I was thinking the same thing as I was reading this. I doubt you could retain 100% random access. Instead, I think you would generally create "blocks" that are compressed in a time range that is compatible with your application (ie. 1 day blocks or 1 week blocks, etc.) and then when picking date/times you take X blocks and then further refine the query after compression (example: load May 5th block --> May 5th 8:10AM - 11:13AM). At least, that is what I have done in the past in my own home grown apps. Essentially each block then starts and terminates compression - # of blocks is a trade off in compression efficiency vs. granularity.
Correct, almost all timeseries databases divide the data in shards / partitions / whatever-it’s-called, which are then split by column, which are then compressed as a single unit.

Some databases use a fixed block size (eg as you mention, “1 day”), which are simple and stateless to manage, while others dynamically “split” blocks into smaller blocks (frequently called “ranges”), or merge them back later. The latter is significantly more complex, but is a much better approach for varying workloads where you don’t know the right shard size in advance, or need to deal with the possibility of highly varying workloads, eg you have a lot of traffic on specific time of day / day of week/month/year.

> (...) how do you handle random access in these cases?

Given we're discussing time series, random access is something that's not required at all. There is no use case where you're looking for a single, specific data point of a time series. Time series are used to store and retrieve batches of data points in order to process and/or analize/visualize in batches. Time series queries consists mainly of "get me all the data points of a time series reported between timestamps A and B".

> There is no use case where you're looking for a single, specific data point of a time series.

I'm no expert but it seems trivial to come up with some.

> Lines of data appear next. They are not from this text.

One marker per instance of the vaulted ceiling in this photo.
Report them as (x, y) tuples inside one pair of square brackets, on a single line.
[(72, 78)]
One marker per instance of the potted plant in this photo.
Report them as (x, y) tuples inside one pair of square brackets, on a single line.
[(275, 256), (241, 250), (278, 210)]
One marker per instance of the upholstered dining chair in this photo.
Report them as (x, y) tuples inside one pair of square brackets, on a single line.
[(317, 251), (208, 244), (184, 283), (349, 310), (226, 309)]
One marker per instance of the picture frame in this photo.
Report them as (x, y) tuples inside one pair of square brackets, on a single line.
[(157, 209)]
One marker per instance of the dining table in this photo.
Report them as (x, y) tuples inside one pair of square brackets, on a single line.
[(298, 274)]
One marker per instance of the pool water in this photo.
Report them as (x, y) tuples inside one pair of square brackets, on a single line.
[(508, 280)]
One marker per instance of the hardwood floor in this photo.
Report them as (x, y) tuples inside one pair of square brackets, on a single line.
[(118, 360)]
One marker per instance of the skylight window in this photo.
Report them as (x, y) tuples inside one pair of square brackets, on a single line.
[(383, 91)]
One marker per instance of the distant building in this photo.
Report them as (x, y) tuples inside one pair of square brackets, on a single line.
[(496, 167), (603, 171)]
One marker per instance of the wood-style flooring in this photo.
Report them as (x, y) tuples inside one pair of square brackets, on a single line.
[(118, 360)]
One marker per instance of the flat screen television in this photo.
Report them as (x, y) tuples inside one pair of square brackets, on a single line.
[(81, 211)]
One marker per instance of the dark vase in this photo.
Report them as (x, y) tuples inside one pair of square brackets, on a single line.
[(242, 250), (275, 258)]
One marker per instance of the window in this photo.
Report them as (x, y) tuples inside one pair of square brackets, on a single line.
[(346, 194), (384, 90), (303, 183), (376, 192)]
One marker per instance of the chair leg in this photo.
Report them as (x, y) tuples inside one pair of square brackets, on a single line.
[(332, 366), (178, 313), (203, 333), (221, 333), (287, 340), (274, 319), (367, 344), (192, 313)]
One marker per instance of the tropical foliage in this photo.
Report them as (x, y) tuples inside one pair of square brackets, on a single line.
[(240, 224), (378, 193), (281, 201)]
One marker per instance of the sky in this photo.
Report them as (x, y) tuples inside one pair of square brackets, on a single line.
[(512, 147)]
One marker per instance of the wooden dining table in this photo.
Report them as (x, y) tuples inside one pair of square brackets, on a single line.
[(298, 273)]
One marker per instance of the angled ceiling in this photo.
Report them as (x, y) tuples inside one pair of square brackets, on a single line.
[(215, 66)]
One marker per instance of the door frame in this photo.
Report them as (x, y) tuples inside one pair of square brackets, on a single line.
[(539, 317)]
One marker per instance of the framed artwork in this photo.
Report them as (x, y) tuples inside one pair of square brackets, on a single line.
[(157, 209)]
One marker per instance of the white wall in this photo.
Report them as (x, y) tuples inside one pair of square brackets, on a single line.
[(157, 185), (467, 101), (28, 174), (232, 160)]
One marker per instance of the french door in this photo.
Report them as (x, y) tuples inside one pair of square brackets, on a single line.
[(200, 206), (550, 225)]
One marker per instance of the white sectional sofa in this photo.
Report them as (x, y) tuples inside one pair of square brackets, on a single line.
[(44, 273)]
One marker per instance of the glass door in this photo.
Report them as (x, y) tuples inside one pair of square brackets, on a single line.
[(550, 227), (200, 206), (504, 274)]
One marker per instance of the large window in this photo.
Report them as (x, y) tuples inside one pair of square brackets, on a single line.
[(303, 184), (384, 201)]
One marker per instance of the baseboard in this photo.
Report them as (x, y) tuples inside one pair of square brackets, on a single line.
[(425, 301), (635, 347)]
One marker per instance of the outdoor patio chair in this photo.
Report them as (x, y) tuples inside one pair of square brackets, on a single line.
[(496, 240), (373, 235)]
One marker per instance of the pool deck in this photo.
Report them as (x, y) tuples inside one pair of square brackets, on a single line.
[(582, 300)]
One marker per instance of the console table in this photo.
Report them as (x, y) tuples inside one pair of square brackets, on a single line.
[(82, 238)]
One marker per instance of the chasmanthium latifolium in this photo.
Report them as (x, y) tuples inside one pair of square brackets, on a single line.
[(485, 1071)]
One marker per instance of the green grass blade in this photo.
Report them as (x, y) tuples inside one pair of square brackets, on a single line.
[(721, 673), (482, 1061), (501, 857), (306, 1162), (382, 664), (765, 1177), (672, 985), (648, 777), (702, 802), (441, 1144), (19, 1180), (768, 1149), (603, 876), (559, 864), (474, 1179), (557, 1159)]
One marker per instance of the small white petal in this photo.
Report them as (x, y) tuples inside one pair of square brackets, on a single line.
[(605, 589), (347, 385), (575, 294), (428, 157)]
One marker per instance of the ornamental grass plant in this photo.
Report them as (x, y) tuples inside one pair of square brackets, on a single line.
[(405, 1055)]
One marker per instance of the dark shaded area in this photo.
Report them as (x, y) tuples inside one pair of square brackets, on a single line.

The article talked of storing temperature and humidity, so in relation to that:

- "What was the hottest day in the past <variable time period>" will require you to start decompressing at $now-$period. Having to start at the dawn of time is kind of a pain

- "I was so warm last night that I even woke up from it at 5am, what were the temperature and humidity then?"

- Record highs are not going to be at night, so if you want to find that, we can skip a lot of data there. Now, temperatures don't change every millisecond so it's not a lot of data even if you would have to start decompressing 50 years back, but in general, this kind of optimization is only possible if you have random access. (A better example here might be if you have petabytes of LHC data compressed this way and want to find something in it.)

Random access is not the common case but not a bad feature to have, either. The comment kind of acknowledges this by mentioning batches, but starts by dismissing the problem

The commenter you're responding to isn't saying that it's literally impossible to retrieve a single point without doing a full scan of the data, but rather that it's not the top priority of these data structures to support queries for individual points.

The GP comment even says:

> Time series queries consists mainly of "get me all the data points of a time series reported between timestamps A and B"

which seems exactly like what you mentioned with "$now-$period".

These kinds of data structures, often found in OLAP databases, assume that point queries will be less common, and they accept a bit higher latencies for those queries. But those latencies are still fairly small.

> "What was the hottest day in the past <variable time period>" will require you to start decompressing at $now-$period.

Your example relies on a query to retrieve all data points between timestamp A (X days from now) and B (now).

> - "I was so warm last night that I even woke up from it at 5am, what were the temperature and humidity then?"

What's your definition of then?

In time series, it's typically a statistic calculated from all data points within a time window. It might be max, it might be a percentile, it might be a summary statistics of some kind.